Question

Fastq Format Redundancy

0

Entering edit mode

11.8 years ago

Irsan ★ 7.8k

Each read in a fastq file makes up 4 consecutive lines (read id, read sequence, qual id and qual string). What do you need the qual id for? Isn't the read id enough for identification? Besides, in most fastq files (if not all?) the qual id is just "+"

fastq • 3.0k views

ADD COMMENT • link updated 11.8 years ago by SES 8.6k • written 11.8 years ago by Irsan ★ 7.8k

0

Entering edit mode

Yup it would be better to have sth like:

Read_ID \t read_sequence \t qual_sequence

ADD REPLY • link 11.8 years ago by Ashutosh Pandey 12k

0

Entering edit mode

I personally like that there are 4 lines as I prefer dividing by 4 to dividing by 3. If I grab first 100/1000/10,000 lines I immediately know how many sequences are there. Or maybe I am just that used to 4 lines that I cannot step back and admit that 3 would be better:))

ADD REPLY • link 11.8 years ago by Biomonika (Noolean) 3.2k

0

Entering edit mode

There's no reason I know of offhand that fastqs can't be completely supplemented by bam files. Put all your reads in there (marked unmapped), and you've got everything you need. Many aligners can use bam as input these days.

ADD REPLY • link 11.8 years ago by Chris Miller 22k

1

Entering edit mode

alas there is always another catch

the BAM SEQ column will display sequences as they align on the forward strand, so sequences aligned on the reverse strand would need to be reverse complemented to obtain the actual data. In addition hard clipping is a valid alignment representation, but that also means that the some of the original information is lost. Then if we consider spliced alignments getting back the original data is probably even more convoluted especially since there is also read pairing to keep track of.

ADD REPLY • link 11.8 years ago by Istvan Albert 103k

0

Entering edit mode

Picard SamToFastq will take care of the strandedness problem if you need to recreate the original fastqs. If all you're doing is storing raw reads, the hard clipping info won't be an issue either (some would argue that you shouldn't be doing hard clipping anyway). Yes, I agree that the spliced alignments would be a pain, but not intractable - just need one brave soul to write the tool so the rest of us can use it :)
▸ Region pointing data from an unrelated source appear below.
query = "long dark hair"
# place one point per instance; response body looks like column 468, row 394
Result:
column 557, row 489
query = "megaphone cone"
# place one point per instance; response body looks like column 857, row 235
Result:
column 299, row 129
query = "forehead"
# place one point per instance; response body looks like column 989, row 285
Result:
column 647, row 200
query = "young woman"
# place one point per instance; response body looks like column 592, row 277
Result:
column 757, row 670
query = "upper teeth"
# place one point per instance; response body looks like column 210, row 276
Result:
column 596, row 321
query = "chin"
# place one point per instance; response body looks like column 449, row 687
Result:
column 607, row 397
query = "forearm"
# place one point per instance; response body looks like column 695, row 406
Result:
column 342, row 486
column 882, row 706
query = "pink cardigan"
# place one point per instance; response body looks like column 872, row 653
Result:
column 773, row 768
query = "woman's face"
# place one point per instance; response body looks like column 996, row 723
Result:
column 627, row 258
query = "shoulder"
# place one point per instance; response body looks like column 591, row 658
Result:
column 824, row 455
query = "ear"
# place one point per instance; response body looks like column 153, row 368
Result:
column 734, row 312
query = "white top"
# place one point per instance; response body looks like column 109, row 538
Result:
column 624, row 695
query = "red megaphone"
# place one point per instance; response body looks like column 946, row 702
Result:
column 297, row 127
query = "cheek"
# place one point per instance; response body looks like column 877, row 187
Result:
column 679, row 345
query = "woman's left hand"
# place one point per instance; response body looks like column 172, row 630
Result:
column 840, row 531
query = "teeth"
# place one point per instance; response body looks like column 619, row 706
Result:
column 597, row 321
ADD REPLY • link 11.8 years ago by Chris Miller 22k

score 1 · Answer 1 · 2013-11-09

As described in this paper:

The Sanger FASTQ file format for sequences with quality scores, and the Solexa/Illumina FASTQ variants Nucl. Acids Res. (2010)

The FASTQ format was invented at the turn of the century at the Wellcome Trust Sanger Institute by Jim Mullikin, gradually disseminated, but never formally documented (Antony V. Cox, Sanger Institute, personal communication 2009).

so we can't be all that surprised that the format has some unspecified characteristics.

this prompted me to look up more information on Jim Mullikin, turns out he is a Director at NIH Intramural Sequencing Center

score 0 · Answer 2 · 2013-11-10

I think it's there to serve as a delimiter. One of the most common issues we have to deal with is the problem of line endings caused by going from different operating systems. When Fasta files get messed up because of this you can at least tell where the sequence ends because the header starts with the greater-than sign. It would be chaotic if not for that delimiter. Likewise, I think it would be more difficult trying to find where the sequence ended and the quality line started without this '+' delimiter.